Adam Małysz wraz z zespołem RMF Caroline Team wyruszył do Ameryki Południowej, gdzie na początku 2012 roku weźmie udział w Rajdzie Dakar. O trzydziestogodzinnej podróży mówił przed wylotem z uśmiechem: "Jestem już rutyniarzem, bo częste podróże spowodowały, że nie mam z tym problemów. Trzeba zabrać film czy książkę".

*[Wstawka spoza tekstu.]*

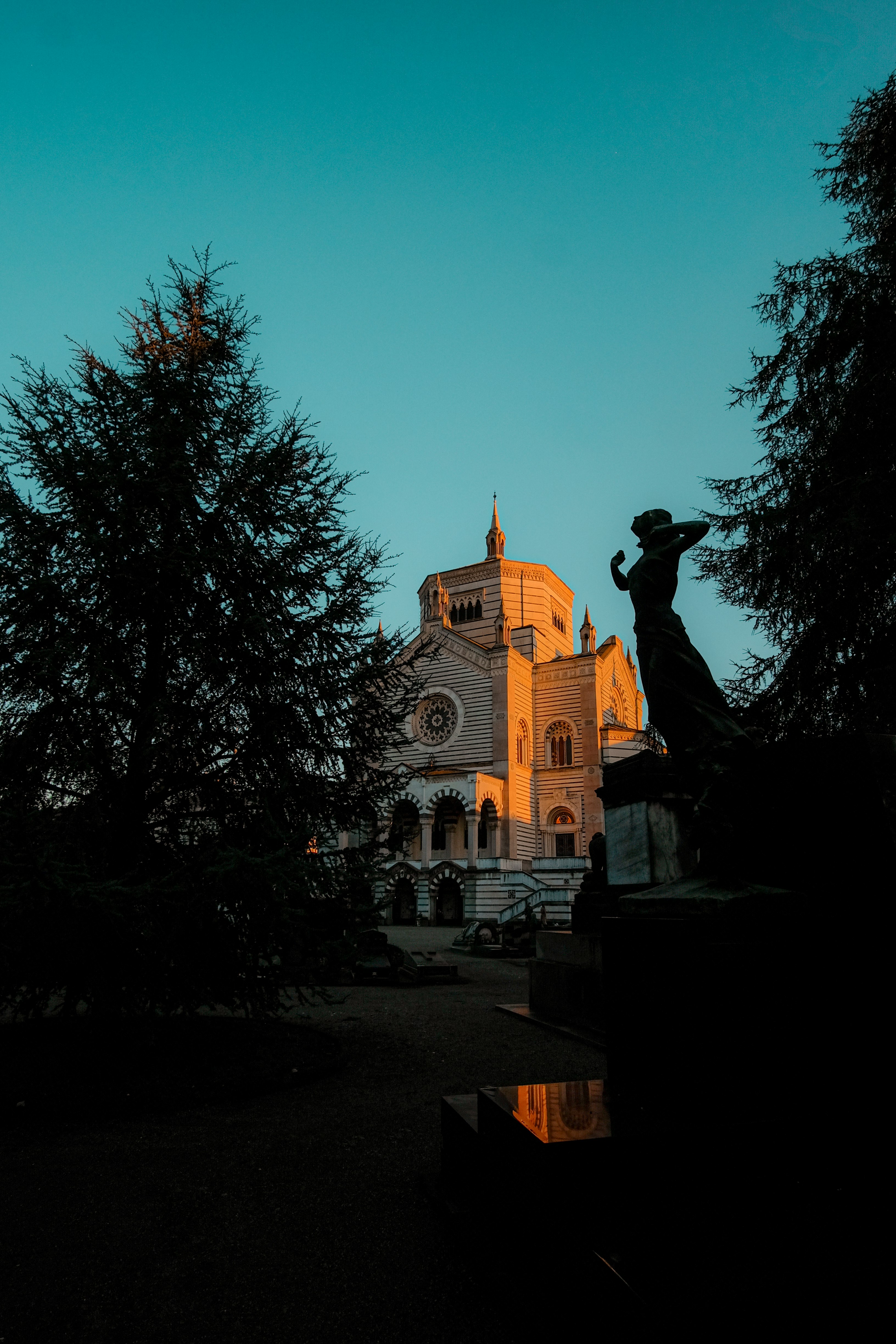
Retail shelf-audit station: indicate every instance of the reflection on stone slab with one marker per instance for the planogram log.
(559, 1113)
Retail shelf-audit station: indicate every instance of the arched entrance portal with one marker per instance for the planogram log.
(405, 902)
(449, 902)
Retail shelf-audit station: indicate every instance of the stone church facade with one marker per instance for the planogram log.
(506, 744)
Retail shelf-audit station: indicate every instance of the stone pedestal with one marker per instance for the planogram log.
(566, 979)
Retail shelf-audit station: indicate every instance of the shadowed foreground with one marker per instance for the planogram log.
(297, 1216)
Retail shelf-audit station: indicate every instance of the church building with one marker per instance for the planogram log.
(506, 744)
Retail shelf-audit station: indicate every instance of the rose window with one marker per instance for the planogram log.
(436, 719)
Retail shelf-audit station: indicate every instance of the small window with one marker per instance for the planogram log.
(558, 745)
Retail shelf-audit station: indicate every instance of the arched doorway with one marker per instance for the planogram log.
(449, 830)
(405, 902)
(405, 833)
(449, 902)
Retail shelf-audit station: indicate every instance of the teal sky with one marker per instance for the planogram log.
(495, 247)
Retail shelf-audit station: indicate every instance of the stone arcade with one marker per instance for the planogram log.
(507, 744)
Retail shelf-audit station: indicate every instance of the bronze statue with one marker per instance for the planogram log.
(686, 705)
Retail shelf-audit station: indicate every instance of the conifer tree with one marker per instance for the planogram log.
(809, 541)
(193, 701)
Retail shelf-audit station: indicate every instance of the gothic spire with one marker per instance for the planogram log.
(495, 538)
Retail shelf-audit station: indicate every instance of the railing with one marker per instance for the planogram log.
(543, 897)
(553, 865)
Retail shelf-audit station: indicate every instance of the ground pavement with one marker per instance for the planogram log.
(299, 1216)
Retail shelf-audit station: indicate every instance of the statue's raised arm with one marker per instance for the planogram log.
(618, 578)
(686, 705)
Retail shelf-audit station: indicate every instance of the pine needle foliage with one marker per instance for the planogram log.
(193, 702)
(809, 541)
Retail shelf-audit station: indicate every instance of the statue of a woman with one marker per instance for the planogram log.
(686, 704)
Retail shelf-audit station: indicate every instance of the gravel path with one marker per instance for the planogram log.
(295, 1217)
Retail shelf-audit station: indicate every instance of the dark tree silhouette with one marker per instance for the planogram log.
(809, 541)
(193, 699)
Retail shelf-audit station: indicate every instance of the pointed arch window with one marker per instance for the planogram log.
(558, 745)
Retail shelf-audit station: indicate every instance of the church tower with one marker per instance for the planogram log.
(495, 538)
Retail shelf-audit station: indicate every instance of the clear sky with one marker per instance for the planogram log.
(496, 247)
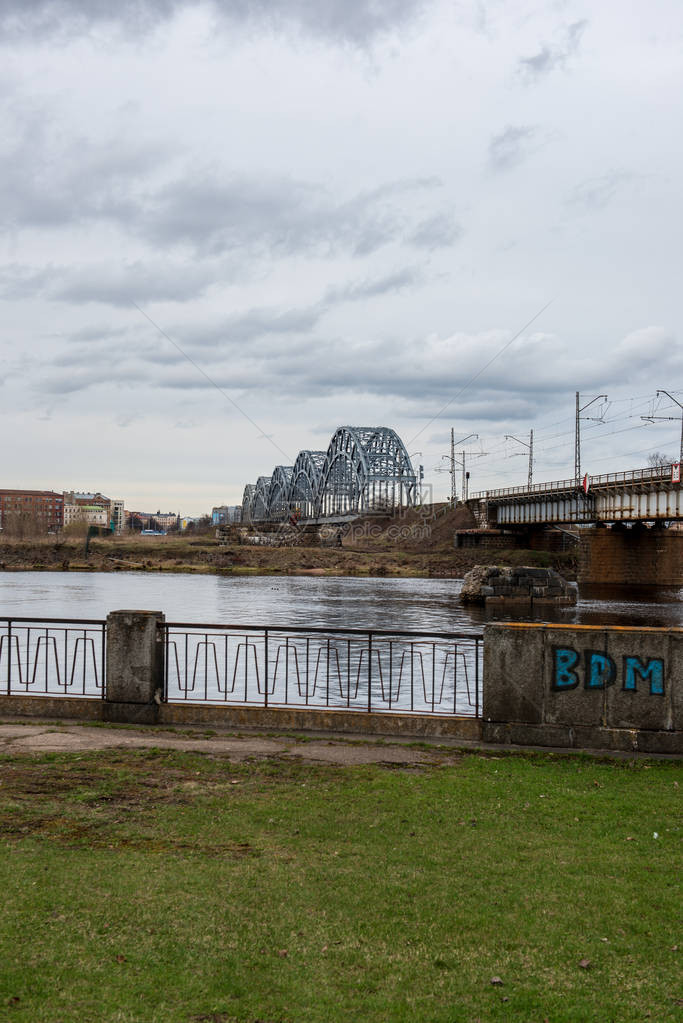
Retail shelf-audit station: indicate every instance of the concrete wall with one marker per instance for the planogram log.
(262, 718)
(604, 687)
(637, 557)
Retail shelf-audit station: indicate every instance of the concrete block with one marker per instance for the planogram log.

Kilka dni temu były najlepszy polski skoczek, a teraz kierowca rajdowy po raz kolejny podkreślał, że do Ameryki Południowej nie leci po zwycięstwo. Nie wybieram się na Dakar, by wygrać, bo wiem, że to niemożliwe. Nikt za pierwszym razem tej sztuki nie dokonał. Chcę przetrwać - przyznawał.
Rajd wystartuje 1 stycznia z Mar Del Plata. Trasa wiedzie przez Argentynę i Chile do Peru. Meta - 15 stycznia w Limie. Zespoły, które pokonają całą trasę, będą miały za sobą ponad 9 tysięcy kilometrów, wiodących przez piaski pustyni, wietrzne i ośnieżone stoki Andów oraz kamieniste bezdroża między Atlantykiem a Pacyfikiem.
Małysz, startujący w barwach RMF Caroline Team, pojedzie Mitsubishi Pajero w duecie z siedmiokrotnym uczestnikiem Rajdu Dakar Rafałem Martonem.